Boston University will add to its already-strong African studies program by introducing two new six-week study abroad programs in Africa for summer 2013, officials said.
One of the programs will be hosted in Zanzibar, Tanzania from May 27 to July 5 and will explore religion, politics and other issues of the area. The other is set to run from May 19 to June 30 partly in Dakar, Senegal and partly in Paris, and will explore issues of youth and migration, according to a Thursday College of Arts and Sciences press release.
“We really have a rich ability to prepare students for going abroad, and also to provide them with opportunities to study further when they come back,” said Timothy Longman, director of the center for African studies and head of the Zanzibar program.

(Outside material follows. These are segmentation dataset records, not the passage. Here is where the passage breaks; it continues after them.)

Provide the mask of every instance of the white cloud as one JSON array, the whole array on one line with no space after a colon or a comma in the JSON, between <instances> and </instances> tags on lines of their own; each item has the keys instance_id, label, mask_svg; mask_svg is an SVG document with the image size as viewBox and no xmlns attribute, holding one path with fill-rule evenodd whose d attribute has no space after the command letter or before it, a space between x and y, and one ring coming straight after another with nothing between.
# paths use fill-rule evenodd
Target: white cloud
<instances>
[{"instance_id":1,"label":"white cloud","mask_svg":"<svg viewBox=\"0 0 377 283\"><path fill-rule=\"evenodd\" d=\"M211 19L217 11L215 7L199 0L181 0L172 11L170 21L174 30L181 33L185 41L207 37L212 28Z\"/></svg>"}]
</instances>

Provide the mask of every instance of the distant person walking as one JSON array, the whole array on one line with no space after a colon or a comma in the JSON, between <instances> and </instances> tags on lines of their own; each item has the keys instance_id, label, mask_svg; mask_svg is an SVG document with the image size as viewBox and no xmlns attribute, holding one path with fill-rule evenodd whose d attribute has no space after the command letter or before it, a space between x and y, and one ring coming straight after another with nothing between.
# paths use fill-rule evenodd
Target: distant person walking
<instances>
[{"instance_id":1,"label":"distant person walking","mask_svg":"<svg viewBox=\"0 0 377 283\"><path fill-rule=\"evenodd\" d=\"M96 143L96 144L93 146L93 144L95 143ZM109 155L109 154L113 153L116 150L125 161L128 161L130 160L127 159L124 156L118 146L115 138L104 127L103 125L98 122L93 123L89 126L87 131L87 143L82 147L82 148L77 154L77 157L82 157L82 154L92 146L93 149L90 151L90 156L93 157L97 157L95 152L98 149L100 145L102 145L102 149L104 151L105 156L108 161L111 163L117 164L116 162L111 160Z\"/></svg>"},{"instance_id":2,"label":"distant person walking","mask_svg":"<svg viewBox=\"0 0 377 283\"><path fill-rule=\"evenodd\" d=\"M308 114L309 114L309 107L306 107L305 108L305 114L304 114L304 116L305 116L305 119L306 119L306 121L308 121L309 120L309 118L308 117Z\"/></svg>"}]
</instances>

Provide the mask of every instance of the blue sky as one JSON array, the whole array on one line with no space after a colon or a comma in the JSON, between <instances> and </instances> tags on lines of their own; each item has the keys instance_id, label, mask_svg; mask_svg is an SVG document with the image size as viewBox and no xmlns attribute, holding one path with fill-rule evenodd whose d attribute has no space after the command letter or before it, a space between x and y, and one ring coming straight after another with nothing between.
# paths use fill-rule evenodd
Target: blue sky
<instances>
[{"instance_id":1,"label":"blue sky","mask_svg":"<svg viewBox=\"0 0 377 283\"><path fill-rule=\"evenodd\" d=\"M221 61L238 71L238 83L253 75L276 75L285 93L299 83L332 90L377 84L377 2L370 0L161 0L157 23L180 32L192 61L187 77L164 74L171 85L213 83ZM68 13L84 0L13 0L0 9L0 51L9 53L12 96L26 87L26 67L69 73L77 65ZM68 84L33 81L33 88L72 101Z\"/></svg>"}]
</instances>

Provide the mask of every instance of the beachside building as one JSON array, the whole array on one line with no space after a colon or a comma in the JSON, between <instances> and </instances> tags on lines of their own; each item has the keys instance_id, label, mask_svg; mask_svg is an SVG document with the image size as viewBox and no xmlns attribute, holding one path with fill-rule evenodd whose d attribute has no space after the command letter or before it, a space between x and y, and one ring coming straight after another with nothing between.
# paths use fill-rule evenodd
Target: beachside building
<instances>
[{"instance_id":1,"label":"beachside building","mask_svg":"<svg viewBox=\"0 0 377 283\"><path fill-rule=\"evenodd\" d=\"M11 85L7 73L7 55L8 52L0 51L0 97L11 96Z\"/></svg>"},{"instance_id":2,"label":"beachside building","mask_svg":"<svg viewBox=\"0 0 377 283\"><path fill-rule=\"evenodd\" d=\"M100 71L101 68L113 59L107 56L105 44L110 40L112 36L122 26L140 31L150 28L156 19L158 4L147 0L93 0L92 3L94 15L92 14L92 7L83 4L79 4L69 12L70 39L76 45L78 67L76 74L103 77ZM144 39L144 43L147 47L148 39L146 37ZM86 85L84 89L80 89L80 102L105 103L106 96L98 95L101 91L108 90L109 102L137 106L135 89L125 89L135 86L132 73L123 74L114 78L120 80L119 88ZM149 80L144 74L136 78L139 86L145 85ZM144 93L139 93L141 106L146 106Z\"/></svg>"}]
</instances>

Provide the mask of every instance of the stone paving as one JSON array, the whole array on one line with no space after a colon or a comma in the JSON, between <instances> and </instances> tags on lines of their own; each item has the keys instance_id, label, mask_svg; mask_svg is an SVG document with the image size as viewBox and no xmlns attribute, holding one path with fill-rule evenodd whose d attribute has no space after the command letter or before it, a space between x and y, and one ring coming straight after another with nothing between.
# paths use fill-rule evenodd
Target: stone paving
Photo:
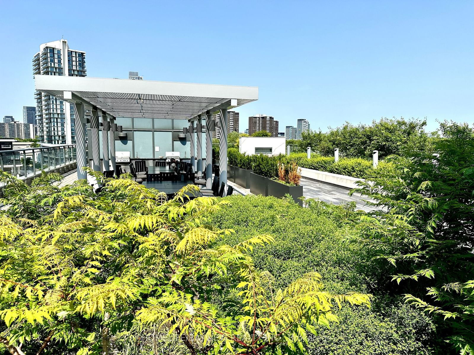
<instances>
[{"instance_id":1,"label":"stone paving","mask_svg":"<svg viewBox=\"0 0 474 355\"><path fill-rule=\"evenodd\" d=\"M72 184L77 179L77 172L75 170L73 170L65 176L64 180L59 184L59 186L63 186ZM246 195L251 193L249 189L244 188L233 182L229 181L228 184L234 187L234 194L241 194ZM349 196L348 195L349 192L348 188L304 178L301 179L301 184L303 185L303 195L305 197L318 199L328 204L341 204L354 201L356 202L357 209L366 212L374 209L372 206L367 205L364 201L370 199L366 196L362 196L360 194L354 194L352 196Z\"/></svg>"}]
</instances>

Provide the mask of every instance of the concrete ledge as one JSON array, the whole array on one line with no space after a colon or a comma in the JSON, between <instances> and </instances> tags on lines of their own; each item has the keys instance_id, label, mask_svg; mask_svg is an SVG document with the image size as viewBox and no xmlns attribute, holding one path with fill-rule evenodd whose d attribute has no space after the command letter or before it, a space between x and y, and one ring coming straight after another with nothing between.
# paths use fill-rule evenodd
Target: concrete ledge
<instances>
[{"instance_id":1,"label":"concrete ledge","mask_svg":"<svg viewBox=\"0 0 474 355\"><path fill-rule=\"evenodd\" d=\"M306 168L300 168L301 176L303 178L317 180L319 181L331 184L337 186L342 186L348 188L354 188L358 186L356 185L356 181L365 181L365 179L358 178L353 178L346 175L341 175L339 174L333 174L327 171L321 171L319 170L308 169Z\"/></svg>"}]
</instances>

Longman said the Zanzibar program offers a unique setting for students to learn about African culture.
“It’s a part of Africa that has a mix of Arab, Indian, Persian or Arabian and African cultures, as well as some Portuguese and British influence,” he said. “It’s fascinating to see how all those different societies come together in one place.”
Students in the Zanzibar program will enroll in two four-credit courses: A Swahili course and a course titled “Religion, Politics and Identity in East Africa,” according to the release.
“Frankly, it’s going to be a fairly small program, so there will be lots of ways that we can adapt to students’ interests,” Longman said.
Longman said if the program is successful, CAS officials might expand it for future summers or design a program to run during the academic year.
Odile Cazenave, head of the Dakar and Paris program and a professor in the Department of Romance Studies, said the program allows students to learn about two distinct cultures.
“The first two weeks will be spent in Dakar in Senegal, and the four remaining weeks in Paris,” she said. “The idea is that both Dakar and Paris are unique sides to understand the complexity and context about the evolution of issues around youth and migration.”
Cazenave said the program gives students an opportunity to examine film and literature of the area and understand what migrants from Senegal might experience during a transition from Africa to Europe.
“You have many programs going to Senegal, but usually it’s just an introduction to the culture,” she said. “… This program is more focused on the key issues both of youth and migration, which is one of the key issues in the global economy.”
Students in the Dakar and Paris program will enroll in two four-credit courses titled “Youth and Migration in Literature and Film” and “Historical and Social Dynamics of Migration,” according to the release.
Students will also learn basic conversational Wolof, a language used by many Senegalese, Cazenave said.
Local host families will house students in both programs, she said.
Several students said they perceive unique benefits to the new study abroad programs in Africa.
Paula Sokolska, a College of Communication sophomore, said the culture shock a student might face in an African study abroad program would be much greater than that of a student enrolled in a European program.
“Somewhere like London or Madrid, it’s still a city, so there are still a lot of familiarities from home,” she said. “… But if you go to a place in Africa, depending on where you go, that’s not something that you would necessarily have been exposed to.”
Rachel Franklin, a CAS junior, said she studied abroad in Grenoble, France, and would have gone to Africa, had there been an appropriate opportunity.
“I would have gone somewhere like that if there was a program offering science courses in those places, but there wasn’t at the time,” she said.
Alexa Aldrich, a School of Management senior who studied abroad in London as a junior, said she would consider studying abroad in Africa if she had more time at BU, citing the great cultural differences as being of particular intrigue.
“Cultures that are so drastically different from ours are just so fascinating and interesting,” she said. “… It could actually change your life a lot.”